05 de janeiro de 2017 | 05h00

LINS5521 - RJ - 02/05/2016 - PETROBRAS/POSSE - ECONOMIA OE - Cerimônia de posse do presidente da Petrobras, Pedro Parente (foto) no Salão Nobre do Edifício Sede da Companhia, no centro do Rio de Janeiro. Foto: FABIO MOTTA/ESTADÃO

(Foto: Fábio Motta/Estadão)

Pedro Parente, presidente da Petrobrás, teria sinalizado a interlocutores que seu plano seria permanecer na estatal por cerca de dois anos, prazo esperado para o início da ‘virada’ (turnaround) da petroleira. Caso isso ocorra, ele poderia sair antes mesmo do fim do mandato de Temer.
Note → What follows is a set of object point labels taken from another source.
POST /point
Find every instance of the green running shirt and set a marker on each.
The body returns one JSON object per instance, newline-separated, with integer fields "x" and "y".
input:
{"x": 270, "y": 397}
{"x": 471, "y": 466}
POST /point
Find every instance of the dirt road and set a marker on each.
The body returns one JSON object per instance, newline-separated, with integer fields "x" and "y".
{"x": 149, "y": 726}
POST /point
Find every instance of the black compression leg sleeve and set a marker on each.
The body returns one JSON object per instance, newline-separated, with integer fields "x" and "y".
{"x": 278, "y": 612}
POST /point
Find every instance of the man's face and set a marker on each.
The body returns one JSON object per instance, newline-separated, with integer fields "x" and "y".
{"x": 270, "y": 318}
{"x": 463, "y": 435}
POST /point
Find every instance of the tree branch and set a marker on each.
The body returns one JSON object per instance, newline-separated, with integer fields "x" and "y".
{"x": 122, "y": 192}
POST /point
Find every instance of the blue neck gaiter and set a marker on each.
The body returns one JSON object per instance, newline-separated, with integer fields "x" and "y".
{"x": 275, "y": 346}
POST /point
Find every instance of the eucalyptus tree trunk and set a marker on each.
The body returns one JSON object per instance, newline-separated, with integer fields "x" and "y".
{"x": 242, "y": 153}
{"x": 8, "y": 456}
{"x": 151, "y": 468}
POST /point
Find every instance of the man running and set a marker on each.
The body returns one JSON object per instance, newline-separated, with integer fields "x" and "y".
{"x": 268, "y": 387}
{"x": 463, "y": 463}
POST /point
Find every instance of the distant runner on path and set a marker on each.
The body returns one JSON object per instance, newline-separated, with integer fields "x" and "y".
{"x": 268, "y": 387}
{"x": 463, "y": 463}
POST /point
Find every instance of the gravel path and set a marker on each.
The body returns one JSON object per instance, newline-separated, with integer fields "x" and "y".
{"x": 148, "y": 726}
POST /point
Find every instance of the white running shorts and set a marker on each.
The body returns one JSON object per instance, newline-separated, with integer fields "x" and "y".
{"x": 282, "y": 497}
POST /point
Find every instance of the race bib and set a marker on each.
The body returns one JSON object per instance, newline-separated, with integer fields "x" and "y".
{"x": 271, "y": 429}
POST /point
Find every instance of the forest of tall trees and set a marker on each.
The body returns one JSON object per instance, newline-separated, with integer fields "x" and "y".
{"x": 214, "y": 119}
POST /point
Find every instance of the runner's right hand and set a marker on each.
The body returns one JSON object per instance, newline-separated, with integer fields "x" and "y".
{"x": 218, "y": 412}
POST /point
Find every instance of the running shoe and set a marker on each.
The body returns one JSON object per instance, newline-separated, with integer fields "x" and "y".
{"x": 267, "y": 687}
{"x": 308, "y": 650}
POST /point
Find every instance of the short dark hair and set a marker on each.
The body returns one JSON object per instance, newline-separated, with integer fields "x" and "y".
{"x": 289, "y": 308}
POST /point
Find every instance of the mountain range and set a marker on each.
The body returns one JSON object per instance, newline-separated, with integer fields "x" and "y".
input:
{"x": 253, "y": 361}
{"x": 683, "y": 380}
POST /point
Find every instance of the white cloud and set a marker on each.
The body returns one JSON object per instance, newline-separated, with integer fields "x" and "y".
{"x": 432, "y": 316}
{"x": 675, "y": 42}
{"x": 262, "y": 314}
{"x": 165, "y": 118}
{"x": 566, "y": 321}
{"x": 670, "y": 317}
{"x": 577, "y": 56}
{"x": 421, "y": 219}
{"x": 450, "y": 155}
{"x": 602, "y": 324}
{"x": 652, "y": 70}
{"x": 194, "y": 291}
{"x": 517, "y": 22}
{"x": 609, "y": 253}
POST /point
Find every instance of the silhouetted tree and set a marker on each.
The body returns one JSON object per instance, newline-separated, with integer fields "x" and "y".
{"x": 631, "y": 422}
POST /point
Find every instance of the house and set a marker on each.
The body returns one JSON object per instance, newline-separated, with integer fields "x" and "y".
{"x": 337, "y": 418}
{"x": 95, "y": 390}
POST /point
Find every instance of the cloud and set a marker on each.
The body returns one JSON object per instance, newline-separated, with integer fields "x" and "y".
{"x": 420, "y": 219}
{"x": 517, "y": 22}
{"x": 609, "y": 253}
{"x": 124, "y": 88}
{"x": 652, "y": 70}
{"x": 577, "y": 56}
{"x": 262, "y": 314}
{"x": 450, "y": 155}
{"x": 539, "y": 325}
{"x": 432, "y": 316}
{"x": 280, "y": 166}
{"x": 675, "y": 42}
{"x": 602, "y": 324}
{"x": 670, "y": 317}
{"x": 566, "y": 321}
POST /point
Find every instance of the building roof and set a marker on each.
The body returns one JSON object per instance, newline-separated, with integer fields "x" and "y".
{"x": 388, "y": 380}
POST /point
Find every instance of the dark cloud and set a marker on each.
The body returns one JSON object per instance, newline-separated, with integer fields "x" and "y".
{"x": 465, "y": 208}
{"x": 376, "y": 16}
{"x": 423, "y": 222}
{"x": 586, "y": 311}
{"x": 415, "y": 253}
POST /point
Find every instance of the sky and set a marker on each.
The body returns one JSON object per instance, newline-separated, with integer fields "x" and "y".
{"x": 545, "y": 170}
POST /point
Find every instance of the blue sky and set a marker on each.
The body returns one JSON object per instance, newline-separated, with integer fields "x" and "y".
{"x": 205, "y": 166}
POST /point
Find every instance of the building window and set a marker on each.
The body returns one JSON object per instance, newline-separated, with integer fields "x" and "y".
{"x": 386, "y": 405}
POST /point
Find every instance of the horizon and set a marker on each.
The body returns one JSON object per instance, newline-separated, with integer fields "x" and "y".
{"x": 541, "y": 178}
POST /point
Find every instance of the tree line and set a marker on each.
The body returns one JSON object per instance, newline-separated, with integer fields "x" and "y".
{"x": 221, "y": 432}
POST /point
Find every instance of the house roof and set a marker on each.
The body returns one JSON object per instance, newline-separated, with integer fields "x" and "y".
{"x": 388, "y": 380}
Meio ano depois de assumir a chefia da companhia, que esteve envolvida na operação Lava Jato, e após a venda de bilhões de reais em ativos, as ações da Petrobrás ficaram entre as que mais se valorizaram em 2016.

Fica

Além da presidência da Petrobrás, Parente é presidente do Conselho de Administração da BM&FBovespa. O cargo, aliás, vence em abril, e o executivo teria a intenção de permanecer na função. Quando assumiu a Petrobrás, em junho de 2016, ambas as companhias avaliaram que não havia conflito de interesse no exercício do executivo nos dois cargos.

No aguardo

A chapa do Conselho, no entanto, aguardaria a aprovação da fusão entre Bolsa e Cetip pelo Conselho Administrativo de Defesa Econômica (Cade) para ser formada.